Parler d'ordre spontané, c'est parler de régularités qui ne sont à proprement parler ni naturelles ni artificielles. "Pour les Grecs, écrit Hayek (29), il était évident que l'ordre de la nature, le kosmos, existait indépendamment de la volonté et des actions des hommes, mais qu'il y avait aussi d'autres sortes d'ordre qui résultaient d'arrangements délibérés. Mais, si tout ce qui est clairement indépendant de la volonté et des actions des hommes était en ce sens évidemment "naturel", et tout ce qui est le résultat d'actions intentionnelles des hommes "artificiel", cette distinction ne laissait aucune place pour un ordre qui soit le résultat de l'action des hommes mais non de leur dessein. (30) En montrant que l'harmonie des intérêts résulte d'un tel ordre, Mandeville donne à la philosophie de la société le moyen de s'affranchir de la "fausse dichotomie du naturel et de l'artificiel (31)", héritée des sophistes du Ve siècle, et doit en conséquence être tenu pour le véritable fondateur des sciences sociales (32).

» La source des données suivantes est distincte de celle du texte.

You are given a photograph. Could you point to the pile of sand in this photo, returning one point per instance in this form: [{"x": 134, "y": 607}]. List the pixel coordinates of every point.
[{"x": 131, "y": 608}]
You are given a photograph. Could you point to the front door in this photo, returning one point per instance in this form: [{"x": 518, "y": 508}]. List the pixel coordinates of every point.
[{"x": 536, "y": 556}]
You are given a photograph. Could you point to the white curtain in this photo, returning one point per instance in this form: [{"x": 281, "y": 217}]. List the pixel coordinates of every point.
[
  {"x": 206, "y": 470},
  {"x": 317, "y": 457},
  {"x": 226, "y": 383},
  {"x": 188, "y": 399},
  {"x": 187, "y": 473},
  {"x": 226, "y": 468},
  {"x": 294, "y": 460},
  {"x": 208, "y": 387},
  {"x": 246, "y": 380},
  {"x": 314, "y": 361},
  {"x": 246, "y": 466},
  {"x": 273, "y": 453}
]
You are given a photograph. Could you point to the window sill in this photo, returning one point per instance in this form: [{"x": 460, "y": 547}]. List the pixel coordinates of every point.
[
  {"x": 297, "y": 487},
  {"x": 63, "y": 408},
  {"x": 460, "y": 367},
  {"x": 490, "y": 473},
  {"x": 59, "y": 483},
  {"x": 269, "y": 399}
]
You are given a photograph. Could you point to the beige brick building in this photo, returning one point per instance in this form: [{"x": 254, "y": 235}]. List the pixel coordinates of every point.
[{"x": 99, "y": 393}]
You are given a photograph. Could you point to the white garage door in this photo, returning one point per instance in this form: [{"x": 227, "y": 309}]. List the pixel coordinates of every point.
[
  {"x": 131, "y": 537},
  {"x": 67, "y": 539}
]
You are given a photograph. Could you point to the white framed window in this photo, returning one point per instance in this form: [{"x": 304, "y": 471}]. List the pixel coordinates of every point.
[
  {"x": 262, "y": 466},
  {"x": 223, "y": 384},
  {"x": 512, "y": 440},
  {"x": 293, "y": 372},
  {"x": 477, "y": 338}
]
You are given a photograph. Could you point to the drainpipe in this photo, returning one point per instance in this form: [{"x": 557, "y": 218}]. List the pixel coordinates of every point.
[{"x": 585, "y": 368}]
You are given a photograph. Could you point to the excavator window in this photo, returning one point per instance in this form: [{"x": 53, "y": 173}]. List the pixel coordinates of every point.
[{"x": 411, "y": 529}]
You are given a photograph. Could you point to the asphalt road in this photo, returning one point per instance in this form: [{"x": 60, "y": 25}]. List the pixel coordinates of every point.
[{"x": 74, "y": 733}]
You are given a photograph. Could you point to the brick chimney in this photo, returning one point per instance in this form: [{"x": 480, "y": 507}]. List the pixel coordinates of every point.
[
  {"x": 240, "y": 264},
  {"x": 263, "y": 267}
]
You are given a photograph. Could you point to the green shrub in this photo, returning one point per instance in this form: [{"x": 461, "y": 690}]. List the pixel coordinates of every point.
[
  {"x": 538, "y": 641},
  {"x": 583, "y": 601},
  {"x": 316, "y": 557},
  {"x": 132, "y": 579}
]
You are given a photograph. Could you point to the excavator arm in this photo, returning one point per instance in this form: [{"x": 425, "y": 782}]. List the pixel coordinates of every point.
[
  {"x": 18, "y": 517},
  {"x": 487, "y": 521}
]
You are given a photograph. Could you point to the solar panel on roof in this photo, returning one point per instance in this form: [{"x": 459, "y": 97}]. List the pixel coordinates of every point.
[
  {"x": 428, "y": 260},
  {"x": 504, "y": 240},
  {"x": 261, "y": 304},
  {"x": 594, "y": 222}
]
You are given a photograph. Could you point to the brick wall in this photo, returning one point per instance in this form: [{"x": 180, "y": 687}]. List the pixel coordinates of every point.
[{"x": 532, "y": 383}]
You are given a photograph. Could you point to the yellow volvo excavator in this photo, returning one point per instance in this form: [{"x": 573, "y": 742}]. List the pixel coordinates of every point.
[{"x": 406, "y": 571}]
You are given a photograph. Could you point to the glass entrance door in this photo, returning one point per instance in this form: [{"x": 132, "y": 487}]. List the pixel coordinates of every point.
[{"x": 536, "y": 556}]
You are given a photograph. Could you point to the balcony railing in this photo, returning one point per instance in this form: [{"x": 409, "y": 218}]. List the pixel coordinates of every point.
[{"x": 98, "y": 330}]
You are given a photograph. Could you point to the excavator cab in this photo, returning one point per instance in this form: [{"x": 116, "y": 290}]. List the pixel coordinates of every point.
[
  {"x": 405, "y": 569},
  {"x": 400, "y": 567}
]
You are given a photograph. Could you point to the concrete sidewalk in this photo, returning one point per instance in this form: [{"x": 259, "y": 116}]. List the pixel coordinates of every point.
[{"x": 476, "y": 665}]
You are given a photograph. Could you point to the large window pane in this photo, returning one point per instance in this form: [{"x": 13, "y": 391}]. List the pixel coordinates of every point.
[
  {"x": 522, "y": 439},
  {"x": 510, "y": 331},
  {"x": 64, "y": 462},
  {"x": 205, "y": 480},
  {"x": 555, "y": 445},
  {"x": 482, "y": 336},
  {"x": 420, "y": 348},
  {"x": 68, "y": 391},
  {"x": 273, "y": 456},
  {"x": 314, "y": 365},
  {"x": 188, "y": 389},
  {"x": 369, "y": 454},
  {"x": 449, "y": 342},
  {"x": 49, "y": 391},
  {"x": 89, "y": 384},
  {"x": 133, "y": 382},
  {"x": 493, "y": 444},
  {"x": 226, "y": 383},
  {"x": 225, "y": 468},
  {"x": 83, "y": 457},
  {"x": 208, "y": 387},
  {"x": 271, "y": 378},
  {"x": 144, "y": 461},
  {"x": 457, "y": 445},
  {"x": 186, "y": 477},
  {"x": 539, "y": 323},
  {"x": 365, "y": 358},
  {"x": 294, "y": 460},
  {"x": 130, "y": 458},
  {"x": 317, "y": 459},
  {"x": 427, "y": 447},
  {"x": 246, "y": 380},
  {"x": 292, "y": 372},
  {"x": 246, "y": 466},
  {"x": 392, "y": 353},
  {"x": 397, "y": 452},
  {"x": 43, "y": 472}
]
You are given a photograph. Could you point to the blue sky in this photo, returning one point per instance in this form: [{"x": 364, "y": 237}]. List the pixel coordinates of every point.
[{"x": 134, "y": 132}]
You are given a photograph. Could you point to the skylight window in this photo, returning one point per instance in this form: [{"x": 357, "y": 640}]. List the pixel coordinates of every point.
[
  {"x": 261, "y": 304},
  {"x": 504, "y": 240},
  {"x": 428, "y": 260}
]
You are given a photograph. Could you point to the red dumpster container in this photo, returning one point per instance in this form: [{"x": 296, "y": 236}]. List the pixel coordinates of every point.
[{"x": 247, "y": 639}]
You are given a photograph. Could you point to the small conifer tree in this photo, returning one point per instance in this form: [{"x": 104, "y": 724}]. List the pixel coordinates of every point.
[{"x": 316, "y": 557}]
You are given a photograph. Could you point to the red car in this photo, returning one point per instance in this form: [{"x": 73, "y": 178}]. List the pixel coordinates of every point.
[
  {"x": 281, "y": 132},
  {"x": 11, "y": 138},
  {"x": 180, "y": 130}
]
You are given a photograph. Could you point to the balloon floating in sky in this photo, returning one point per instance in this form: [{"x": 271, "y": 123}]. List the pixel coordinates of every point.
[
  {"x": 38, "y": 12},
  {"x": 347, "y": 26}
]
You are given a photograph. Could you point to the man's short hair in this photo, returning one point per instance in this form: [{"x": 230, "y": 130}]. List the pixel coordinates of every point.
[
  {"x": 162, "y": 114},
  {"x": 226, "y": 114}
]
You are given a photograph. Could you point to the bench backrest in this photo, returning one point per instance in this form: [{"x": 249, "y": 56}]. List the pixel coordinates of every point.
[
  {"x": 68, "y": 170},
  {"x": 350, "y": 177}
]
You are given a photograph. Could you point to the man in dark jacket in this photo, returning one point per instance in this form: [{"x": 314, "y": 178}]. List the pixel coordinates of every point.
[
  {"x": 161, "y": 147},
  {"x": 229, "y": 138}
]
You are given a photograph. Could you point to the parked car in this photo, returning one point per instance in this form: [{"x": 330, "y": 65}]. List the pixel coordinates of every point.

L'ordre de la vie sociale résulte spontanément de l'action des hommes sans qu'ils l'aient voulu. Si l'on voit que cette idée nie clairement que l'ordre social résulte d'une volonté délibérée, d'une intention ordonnatrice, la question ne se pose pas moins de l'origine de cet ordre. Faut-il y voir l'action de la Providence ? Il est clair qu'on aurait tort de chercher chez Mandeville la présence d'une "main invisible" au sens d'une providence cachée. Ce serait d'ailleurs oublier que chez Smith la "main invisible" n'est qu'une métaphore utilisée pour décrire le processus nécessaire par lequel un individu est conduit "à remplir une fin qui n'entre nullement dans ses intentions (33)". La notion d'ordre social spontané exclut en principe toute référence à une téléologie providentielle.

Un art politique

Une fois la providence écartée, et avec elle toute forme d'intention ordonnatrice, il ne reste que les institutions politiques, l'ordre juridique encadrant les actions des hommes à quoi rapporter la création d'un ordre spontané de la vie sociale. En effet, si pour fonctionner comme ordre spontané l'ordre de marché ne requiert qu'une condition négative - l'absence d'intervention gouvernementale - il faut ajouter une condition positive au fonctionnement d'un ordre spontané de la vie sociale dans son ensemble : il faut que les hommes y suivent ensemble un minimum de règles, conscientes ou non, par quoi leurs conduites puissent s'harmoniser. Mais de telles règles impliquent-elles un quelconque dessein ou résultent-elles elles-mêmes d'un processus inconscient ? Sont-elles le résultat d'un artifice politique ou le produit d'une évolution graduelle ? Selon Hayek, "dans l'optique de Mandeville comme dans celle d'Adam Smith la fonction adéquate du gouvernement est de poser les règles du jeu qui créent un cadre juridique approprié" (34). Il n'y aurait pas harmonie des intérêts sans un tel cadre légal, mais celle-là s'opère spontanément dès que celui-ci est adopté. Ainsi quand Mandeville parle de "gouvernement habile" (dextrous management), c'est pour désigner la création d'un encadrement de lois sages, permettant à la société de se gouverner toute seule en utilisant l'énergie des égoïsmes individuels (35). Il y a donc bel et bien place pour un art politique, mais tout le problème est de savoir si la sagesse que le constitue est fruit de réflexion et de raison ou fille du temps, construction délibérée ou résultat spontané d'un processus d'évolution. Pour Hayek, la réponse ne fait pas de doute : si Mandeville évoque - maladroitement - l'art de transformer les vices privés en bienfaits publics, il pense en réalité que "ces institutions qui entraînent l'harmonisation des intérêts divergents" se sont développées "par un long processus d'essais et d'erreurs et non en vertu du dessein de quelque sage législateur" (36)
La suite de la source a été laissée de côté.